Abstract

The goal of the paper is to present a simple model of rational endogenous household formation in a general equilibrium framework in which Pareto optimality at the economy level is not necessarily obtained. The simplest example of household formation is the case in which pairs of individuals engage themselves in a bargaining process on the division of some wealth: if an agreement on the distribution is (not) reached, we can say that the household is (not) formed. The vast majority of existing bargaining models predicts agreements on an efficient outcome. A seminal paper by Crawford (Econometrica 50:607–637, 1982) describes a very simple game with incomplete information in which, even with rational agents, disagreement causes welfare losses.

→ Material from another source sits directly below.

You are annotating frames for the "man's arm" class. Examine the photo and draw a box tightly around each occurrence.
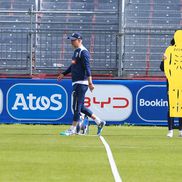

We embed that model in a general equilibrium framework and present some results on equilibria both in the bargaining game and the associated exchange economy. Crawford’s results support Schelling’s intuition on the reasons of disagreement: it may arise if players’ commitments are reversible. Crawford shows that high probabilities of reversibility tend to favor the bargaining impasse, in fact with low probability. We prove that even if those probabilities are arbitrarily close to zero, disagreement is an equilibrium outcome, with high probability. That conclusion seems to be an even stronger support to Schelling’s original viewpoint. In the exchange economy model with that noncooperative bargaining game as a first stage, we present significant examples of economies for which equilibria exist. Because of disagreement, Pareto suboptimal exchange economy equilibria exist for all elements in the utility function and endowment spaces and they may coexist with Pareto optimal equilibria even at the same competitive prices.